Hyundai has apparently written to a number of independent dealerships in Germany, warning them about offering the company’s five-year warranty on vehicles they sell.

The country’s Federal Association of Independent Motor Dealers (BVfK) has been in dispute with the Korean manufacturer for some time, with the carmaker taking the association to court, seeking an injunction over statements made about the situation. However, the district court of Dusseldorf threw out the case, stating the comments were legal assessments to which the association was entitled.

The issue surrounds the import of new Hyundai models to Germany. Those sold by official dealerships offer a five-year warranty on the vehicles. However, the manufacturer has said it will only honour this guarantee on vehicles sold through official channels. The BVfK argues that this creates a disadvantage for customers of independent dealers, which must not exist.

According to the association, the new letters are ′to force free dealers to expressly point out that the Hyundai new vehicles they sell have no manufacturer’s warranty, or refrain from any statement that these vehicles offered by them are covered by the manufacturer’s warranty,’ states the Automobilwoche website.

Also, Hyundai requires the advised dealers to acknowledge that they are prepared to ′compensate for all and any damage caused by the above actions, including the costs of lawyers’ involvement.’

The announcement in spring 2017 that Hyundai’s new terms and conditions would not allow independent traders to offer a warranty on a new vehicle which is the same as that sold in official showrooms is controversial. One statement, which the car manufacturer sought an injunction over, says: ′In line with the BVfK, the EU Commission is of the opinion that even so-called new EU cars must continue to be covered by the guarantee, which is brokered or sold by independent dealers for an end customer.’

The federation advises free traders ′urgently’ from a premature signing of the required declaration of cease and desist as requested in the latest letters. This increases ′the risk of unpredictable follow-up costs, which can quickly mean the end for a small trader,’ it concludes.
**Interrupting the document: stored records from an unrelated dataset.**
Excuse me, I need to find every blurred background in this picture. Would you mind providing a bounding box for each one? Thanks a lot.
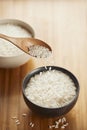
[0,0,87,130]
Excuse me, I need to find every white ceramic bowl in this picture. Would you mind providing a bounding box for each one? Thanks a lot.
[0,19,34,68]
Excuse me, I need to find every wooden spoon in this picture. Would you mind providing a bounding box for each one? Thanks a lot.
[0,34,52,57]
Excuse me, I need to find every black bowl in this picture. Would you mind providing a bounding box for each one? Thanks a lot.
[22,66,80,117]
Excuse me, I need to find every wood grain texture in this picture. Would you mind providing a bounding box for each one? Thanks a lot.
[0,0,87,130]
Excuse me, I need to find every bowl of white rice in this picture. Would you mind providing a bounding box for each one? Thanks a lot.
[22,66,79,117]
[0,19,34,68]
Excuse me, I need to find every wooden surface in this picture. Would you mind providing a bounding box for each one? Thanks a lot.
[0,0,87,130]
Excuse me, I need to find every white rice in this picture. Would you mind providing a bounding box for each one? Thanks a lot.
[25,70,76,108]
[29,45,51,58]
[0,24,31,56]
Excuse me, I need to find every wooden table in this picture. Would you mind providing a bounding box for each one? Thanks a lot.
[0,0,87,130]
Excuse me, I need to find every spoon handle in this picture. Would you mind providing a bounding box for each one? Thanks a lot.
[0,34,17,44]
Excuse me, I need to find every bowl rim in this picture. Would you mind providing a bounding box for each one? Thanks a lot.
[22,66,80,110]
[0,19,35,58]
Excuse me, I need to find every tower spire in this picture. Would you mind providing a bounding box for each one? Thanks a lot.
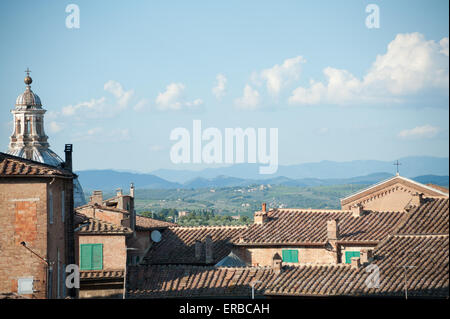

Hyundai is currently offering a scrappage scheme deal in Germany in line with other manufacturers to back the reduction of older vehicles in the country’s car parc. A bonus of between €2,500 and €10,000 is available until the end of 2017 when an older diesel car which conforms to the Euro-1 to Euro-4 emission standards is traded in. The only key condition of the ′Green Deal’ scheme is that the car to be traded in must have been registered in its owner’s name for at least six months.